1st : The user Robert has email address [email protected].


See StrSubstitutor from org.apache.commons.lang3:

Map valuesMap = HashMap();
valuesMap.put("animal", "quick brown fox");
valuesMap.put("target", "lazy dog");
String templateString = "The ${animal} jumped over the ${target}.";
StrSubstitutor sub = new StrSubstitutor(valuesMap);
String resolvedString = sub.replace(templateString);

// resolvedString: "The quick brown fox jumped over the lazy dog."

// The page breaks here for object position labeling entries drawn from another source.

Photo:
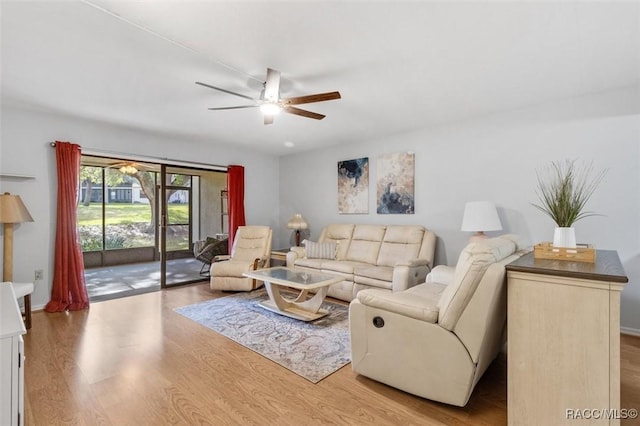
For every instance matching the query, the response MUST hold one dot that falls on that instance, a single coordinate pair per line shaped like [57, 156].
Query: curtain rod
[147, 158]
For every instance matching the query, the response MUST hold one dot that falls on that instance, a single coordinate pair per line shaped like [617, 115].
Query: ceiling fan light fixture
[270, 108]
[128, 169]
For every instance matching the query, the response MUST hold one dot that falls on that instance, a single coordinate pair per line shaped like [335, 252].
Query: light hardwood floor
[134, 361]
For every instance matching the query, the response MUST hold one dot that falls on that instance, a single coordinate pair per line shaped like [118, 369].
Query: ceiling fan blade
[225, 91]
[319, 97]
[272, 86]
[236, 107]
[302, 112]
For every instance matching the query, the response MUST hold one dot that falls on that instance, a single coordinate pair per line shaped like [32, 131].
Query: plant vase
[564, 237]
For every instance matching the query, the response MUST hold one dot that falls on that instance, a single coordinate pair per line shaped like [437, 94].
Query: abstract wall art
[395, 183]
[353, 186]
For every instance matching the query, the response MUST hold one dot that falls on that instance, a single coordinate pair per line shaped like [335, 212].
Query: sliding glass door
[192, 210]
[138, 222]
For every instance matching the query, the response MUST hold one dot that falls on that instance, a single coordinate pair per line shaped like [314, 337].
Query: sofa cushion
[309, 263]
[384, 273]
[326, 250]
[472, 264]
[365, 244]
[419, 302]
[342, 266]
[231, 268]
[400, 243]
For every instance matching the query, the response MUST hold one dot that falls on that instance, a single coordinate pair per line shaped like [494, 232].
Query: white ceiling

Easy to make one yourself. This is what I use (the main() function is just for test code):

import java.util.HashMap;
import java.util.Map;
import java.util.regex.Matcher;
import java.util.regex.Pattern;

public class StringTemplate {
    final private String template;
    final private Matcher m;
    static final private Pattern keyPattern = 
        Pattern.compile("\\$\\{([a-zA-Z][a-zA-Z0-9_]*(\\.[a-zA-Z][a-zA-Z0-9_]*)*)\\}");
    private boolean blanknull=false;

    public StringTemplate(String template) { 
        this.template=template;
        this.m = keyPattern.matcher(template);
    }

    /**
     * @param map substitution map
     * @return substituted string
     */
    public String substitute(Map<String, ? extends Object> map)
    {
        this.m.reset();
        StringBuffer sb = new StringBuffer();
        while (this.m.find())
        {
            String k0 = this.m.group();
            String k = this.m.group(1);
            Object vobj = map.get(k);
            String v = (vobj == null) 
                ? (this.blanknull ? "" : k0)
                : vobj.toString();
            this.m.appendReplacement(sb, Matcher.quoteReplacement(v));
        }
        this.m.appendTail(sb);
        return sb.toString();       
    }

    public StringTemplate setBlankNull()
    {
        this.blanknull=true;
        return this;
    }

    static public void main(String[] args)
    {
        StringTemplate t1 = new StringTemplate("${this} is a ${test} of the ${foo} bar=${bar} ${emergency.broadcasting.system}");
        t1.setBlankNull();
        Map<String, String> m = new HashMap<String, String>();
        m.put("this", "*This*");
        m.put("test", "*TEST*");
        m.put("foo", "$$$aaa\\\\111");
        m.put("emergency.broadcasting.system", "EBS");
        System.out.println(t1.substitute(m));
    }
}

Your question is closely related to: How to replace a set of tokens in a Java String You could use velocity or another template library. But there will be some pain because Java does not have any kind of Map literals.


I know my answer comes a little late, but if you still need this functionality, without the need to download a full-fledged template engine you can take a look at aleph-formatter (I am one of the authors):

Student student = new Student("Andrei", 30, "Male");

String studStr = template("#{id}\tName: #{st.getName}, Age: #{st.getAge}, Gender: #{st.getGender}")
                    .arg("id", 10)
                    .arg("st", student)
                    .format();
System.out.println(studStr);

Or you can chain the arguments:

String result = template("#{x} + #{y} = #{z}")
                    .args("x", 5, "y", 10, "z", 15)
                    .format();
System.out.println(result);

// Output: "5 + 10 = 15"

Internally it works using a StringBuilder creating the result by "parsing" the expression, no string concatenation, regex/replace is performed.